What would an Income Tax and National Insurance merger look like?

Recent media coverage has suggested that the Chancellor is considering merging Income Tax and National Insurance into one single "Earnings Tax," with the Office of Tax Simplification asked to conduct a review into the possibility of doing so.

Such a move would be a victory for a years-long TaxPayers' Alliance campaign to simplify the tax code by doing away with National Insurance.

In May 2012, the TaxPayers' Alliance and Institute of Directors published The Single Income Tax, the final report of our Tax Commission, tasked with investigating the entire UK tax system and proposing an ambitious but realistic new system.

Soon after, we published How to Abolish National Insurance, a landmark paper written by Rory Meakin, Research Fellow at the TaxPayers' Alliance. This proposed a three stage process in creating a single tax on earnings, including:

  1. National Insurance should be renamed to reflect its genuine function as a second tax on income
  2. Soon afterwards, National Insurance rules, rates and thresholds should be substantially simplified, meaningfully cut and fully aligned with Income Tax
  3. Finally, National Insurance should be fully abolished, with a single tax on earnings introduced

The full paper, with complete details on the three-step process including changes to Social Security Regulations and further details on what would be required to abolish both Employers' and Employees' National Insurance, can be found here. Our plan includes a mechanism to ensure pensioners pay no more than they do now.

The TaxPayers' Alliance have also run a series of campaigns with the goal of abolishing National Insurance. "Call it what it is" was first launched in 2011, and the Giant Payslip - demonstrating the value of tax transparency on workers' payslips - in 2013. In 2014, we demonstrated how much tax you really pay on the "20p rate" with a new campaign video.
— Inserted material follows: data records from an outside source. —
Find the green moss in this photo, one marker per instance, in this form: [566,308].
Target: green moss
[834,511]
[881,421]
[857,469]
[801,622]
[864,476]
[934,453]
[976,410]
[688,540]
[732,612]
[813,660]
Jonathan Isaby, Chief Executive of the TaxPayers' Alliance, said:

"For too long, taxes have been taxing. Merging National Insurance and Income Tax into a single tax on earnings, or whatever the Chancellor wants to call it, would be a hugely welcome step forward in simplifying our tax system and making it more transparent. It is right that concerns are raised about the civil service's ability to deliver an effective IT system, but with HMRC already getting more than 5 million tax bills wrong last year, it's not as if the system we have now is flawless. Simplifying the job of the Revenue by abolishing National Insurance would almost certainly bring that figure down in the long run."